🤖 AI Summary
This work systematically evaluates the creative capabilities of large language models (LLMs) in generating five-sentence imaginative short stories, focusing on novelty, surprise, diversity, and linguistic complexity—contrasted against human writers via double-blind evaluation. Methodologically, it introduces the first large-scale benchmark across 60 mainstream LLMs and 60 human authors, deploying a multi-perspective assessment framework integrating automated metrics (semantic divergence, perplexity, n-gram diversity), expert and non-expert human judgments, Turing-test-based classification, and LLM-based meta-evaluation. Results reveal that while LLMs significantly surpass humans in linguistic complexity, they consistently underperform in novelty, surprise, and diversity. Expert ratings strongly correlate with automated metrics, whereas both LLMs and non-experts exhibit systematic overestimation biases. This study establishes a reproducible, multidimensional, cross-subject methodology for rigorously evaluating LLM creativity.
📝 Abstract
Story-writing is a fundamental aspect of human imagination, relying heavily on creativity to produce narratives that are novel, effective, and surprising. While large language models (LLMs) have demonstrated the ability to generate high-quality stories, their creative story-writing capabilities remain under-explored.

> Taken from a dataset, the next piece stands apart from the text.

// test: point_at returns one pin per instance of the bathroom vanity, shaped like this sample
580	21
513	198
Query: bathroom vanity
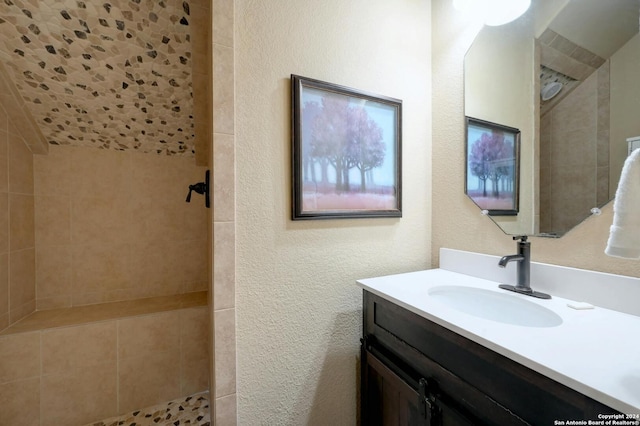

In this work, we conduct a systematic analysis of creativity in short story generation across 60 LLMs and 60 people using a five-sentence creative story-writing task. We use measures to automatically evaluate model- and human-generated stories across several dimensions of creativity, including novelty, surprise, diversity, and linguistic complexity. We also collect creativity ratings and Turing Test classifications from non-expert and expert human raters and LLMs. Automated metrics show that LLMs generate stylistically complex stories, but tend to fall short in terms of novelty, surprise and diversity when compared to average human writers. Expert ratings generally coincide with automated metrics. However, LLMs and non-experts rate LLM stories to be more creative than human-generated stories. We discuss why and how these differences in ratings occur, and their implications for both human and artificial creativity.